BUGMAN Bug Trivia Quiz Answer


 

How does a Mosquito bite?

Being a Mosquito Isn't as Easy as It Sounds!


When a mosquito bites, she has a problem... think about it, when you cut yourself and you’re bleeding, do you just bleed forever? No! Your blood starts to stick together and you get a scab. That is called clotting, or more scientifically, coagulation. Coagulation is the reaction our blood has to air or other things it comes in contact with. If our blood didn’t coagulate, then when we got a cut, we’d just keep bleeding... yuck! Really, blood is a very cool thing. There's a bunch of information about it here.
 
But for a mosquito, coagulation is a bad thing.
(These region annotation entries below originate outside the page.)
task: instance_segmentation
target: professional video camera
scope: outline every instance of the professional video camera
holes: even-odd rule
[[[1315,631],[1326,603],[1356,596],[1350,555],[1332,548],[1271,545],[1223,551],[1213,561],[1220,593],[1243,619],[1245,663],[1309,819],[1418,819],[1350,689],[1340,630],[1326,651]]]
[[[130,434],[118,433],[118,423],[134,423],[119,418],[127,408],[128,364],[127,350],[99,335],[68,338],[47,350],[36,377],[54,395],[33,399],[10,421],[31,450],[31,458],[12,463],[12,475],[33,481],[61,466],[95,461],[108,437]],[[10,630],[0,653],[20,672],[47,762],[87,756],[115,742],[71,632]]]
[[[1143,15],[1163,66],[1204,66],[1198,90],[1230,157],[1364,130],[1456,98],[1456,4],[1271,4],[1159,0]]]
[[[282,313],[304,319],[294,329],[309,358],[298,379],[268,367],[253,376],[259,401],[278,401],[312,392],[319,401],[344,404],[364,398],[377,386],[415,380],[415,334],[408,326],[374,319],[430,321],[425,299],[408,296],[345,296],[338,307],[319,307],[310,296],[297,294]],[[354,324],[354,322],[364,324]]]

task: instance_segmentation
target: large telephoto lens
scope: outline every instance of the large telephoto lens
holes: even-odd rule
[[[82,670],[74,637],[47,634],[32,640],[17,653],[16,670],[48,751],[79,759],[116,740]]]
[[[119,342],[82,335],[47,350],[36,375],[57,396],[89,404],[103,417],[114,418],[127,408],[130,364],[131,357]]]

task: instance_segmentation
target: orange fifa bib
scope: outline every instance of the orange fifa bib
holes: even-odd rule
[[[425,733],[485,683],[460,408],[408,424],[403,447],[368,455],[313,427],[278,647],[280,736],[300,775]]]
Imagine sipping blood through your thin, straw-like mouthparts when all of a sudden, the blood starts to coagulate. Your straw would get clogged! So a mosquito spits before she sucks your blood! Yuck, again!
She spits a chemical called an "anticoagulant." This keeps your blood from sticking together and clogging her straw. She also spits an anesthetic to keep you from feeling her bite. Some of this stuff - this mosquito spit - stays behind, in you, and causes the itchy bump. It is actually the result of an allergy to mosquito spit so some people react to it more than others.
 
This also explains how a mosquito can spread a disease like malaria. Malaria is an animal also. It actually lives part of its life inside a mosquito. It reproduces there! So if a female mosquito takes a blood meal from a person who has malaria, the malria animal goes into her, reproduces and the new malarias go to her salivary glands so she can spit them into someone else. Most scientists agree that AIDS cannot be spread by mosquitoes because it cannot live in a mosquito. And mosquitoes don't go from person to person directly. Generally, if a mosquito is allowed to finish feeding, she will get her entire blood meal from one host. Then she feels really fat, so she goes to some quiet place and rests, processing her blood meal. She cleans herself really well after her meal and isn’t likely to spread diseases that way.